Both sets are finite. (1/2)^n>0 for all finite n

@@viliml2763 True, I guess I just missed the fact that the “killer property” was used only for finite sets. Thank you for the reply.

Agreed. Does that have to do with that the probability is exactly 1/2 that any two vertices have an edge between them? Because I can see no other point where that probability matters, and the graphs based on different such probabilities (between 0 and 1 exclusive) would have different edge densities and thus cannot all be the Rado graph, right?

According to the wikipedia article the probability doesn't matter as long as it's strictly between 0 and 1 - you'll get the Rado graph anyway. That's weird - then I take it that its edge density is indeterminate.
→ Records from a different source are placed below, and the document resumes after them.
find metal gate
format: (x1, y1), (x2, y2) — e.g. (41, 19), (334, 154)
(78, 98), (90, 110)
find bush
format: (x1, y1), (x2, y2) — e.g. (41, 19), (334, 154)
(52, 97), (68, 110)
@@stjernis No, because if we take p to be the probability that two vertices have an edge, then the probability that any given other vertex satisfies the killer property is p^|U|(1-p)^|V|>0 if 0

Yep, if you consider the number of sets U of size k and V of size l, there are countably infinite U and V for any particular k, l, and we can sum over the countably infinite pairs of finite integers k,l, so there must be countably infinite finite disjoint sets U, V.(note the number of subsets of size "infinity" is not countable, but we ignore those by finiteness)
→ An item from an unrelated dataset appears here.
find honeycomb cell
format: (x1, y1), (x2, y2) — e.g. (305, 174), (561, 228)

The killer property states that we can find _some_ vertex outside the two sets that satisfies the property. If a single vertex doesn't work, that doesn't mean the property is false; we might have just chosen the wrong one. To negate the property, you'd need to prove that _every_ vertex outside the two sets doesn't work, and that's an infinite number of vertices. Since each one has a non-zero chance of working, the probability that one of them will eventually work approaches 1.

Doesn’t really matter. We just care about the connections between them, not how they are arranged in space. We don’t even have to require that they have positions at all. So, if you want to imagine them as being on a paper, just pick whether their positions are arranged regularly or not based on whichever one is easier for you to imagine.
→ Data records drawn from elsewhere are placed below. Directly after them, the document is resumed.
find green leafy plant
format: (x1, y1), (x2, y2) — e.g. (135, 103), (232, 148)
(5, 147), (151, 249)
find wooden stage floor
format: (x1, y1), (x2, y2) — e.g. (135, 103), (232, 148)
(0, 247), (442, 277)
You fix some indexing of the vertices of G, so the indexing is not randomised. And when selecting a vertex with correct connectivity, we are only interested the connectivity to the vertices already chosen, and will deal connectivity to other vertices later. By the killer property, there always exists some vertex with the correct connectivity, and from all such vertices we pick the smallest one.

If you pick some other base and construct a graph using the same method as Rado but with that base, then you can go on to prove that it has the extension property in exactly the same way he did for base 10. Then since all graphs with that property are isomorphic, it is indeed the same no matter what base you start with.